Discussion in 'Family, Friends, and Relationships' started by Equalist, Apr 27, 2014.

  1. Equalist

    Equalist Guest

    So on Friday, I got together with a guy for the first time. A week ago, he had asked if I wanted to meet up and get something to eat, and I agreed. We ate and talked maybe for an hour and a half, and we decided to get up and leave. When we got out, he asked me if I wanted to go to his place and watch a movie or something, to which I happily agreed because I definitely enjoyed our dinner date and was hoping I could spend more time with him and get to know him more. We watched a movie on his bed and about an hour in, he started touching me and asking me what I was looking for, in which I replied that I'm not sure (somewhat true, but I do know I was treating this as a date and not a hook up). I forgot what he said, but I do remember something along the lines of not wanting to rush into anything, which gave me hope that he was open to dating. Shortly after that question, he leaned in for a kiss. My first one, actually. He didn't know, but within a few minutes, he was on top of me and I asked him how often he does this. He said he had only been with a couple guys, so that's when I told him I had never done anything before. Not sure if he was being honest, but he said he liked that and never would have known, and we just proceeded on. Eventually, he wanted to move on to oral, but I didn't let him. I felt absolutely terrible, and I apologized. The truth is, I really did want this to be a date, and if he wanted to see me again in the future, I wanted it to be because he wanted to spend more time with me and get to know me, not just for sex. He was very good about it and said he doesn't want to pressure me into anything, which made me very happy to hear. We continued to just hold each other and kiss, and that's as far as we went.
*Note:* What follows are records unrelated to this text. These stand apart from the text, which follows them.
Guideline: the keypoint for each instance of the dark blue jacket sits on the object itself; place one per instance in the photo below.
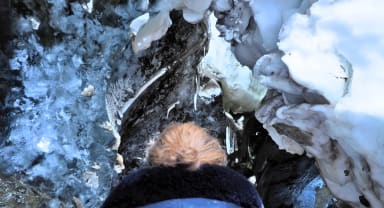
(151, 185)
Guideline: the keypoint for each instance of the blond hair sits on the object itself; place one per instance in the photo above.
(186, 143)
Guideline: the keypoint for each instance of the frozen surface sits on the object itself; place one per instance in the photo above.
(325, 81)
(56, 142)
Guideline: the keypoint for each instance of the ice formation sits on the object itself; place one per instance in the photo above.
(321, 62)
(55, 141)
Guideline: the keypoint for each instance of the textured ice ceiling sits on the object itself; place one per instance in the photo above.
(321, 61)
(310, 70)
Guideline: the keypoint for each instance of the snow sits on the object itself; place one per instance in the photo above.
(321, 61)
(55, 141)
(325, 81)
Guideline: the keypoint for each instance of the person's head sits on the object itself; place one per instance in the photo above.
(186, 143)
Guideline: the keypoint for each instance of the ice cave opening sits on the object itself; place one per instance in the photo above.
(291, 87)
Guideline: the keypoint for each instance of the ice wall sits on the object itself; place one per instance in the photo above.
(64, 53)
(321, 61)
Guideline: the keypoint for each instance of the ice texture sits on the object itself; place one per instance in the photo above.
(241, 91)
(321, 61)
(55, 142)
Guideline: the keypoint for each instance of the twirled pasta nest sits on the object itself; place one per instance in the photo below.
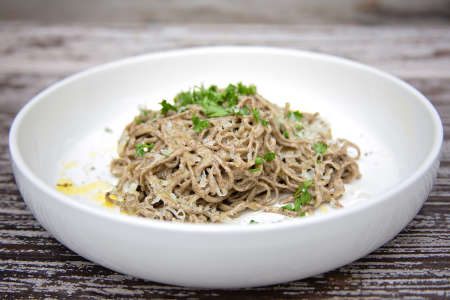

    Around midnight, he said I could stay over, which I was debating over but eventually agreed to. So we basically cuddled the rest of the night and fell asleep. Little bit more in the morning, and then I left around late morning. Before I left, he thanked me for coming over and kissed me, and then said something like "talk to you later." To be honest, I was really hoping he would ask me to come over again. I asked him if he would want to hang out later in the day or some other day, and he said something about being somewhat busy this weekend but he'd let me know if he's down to hang out again.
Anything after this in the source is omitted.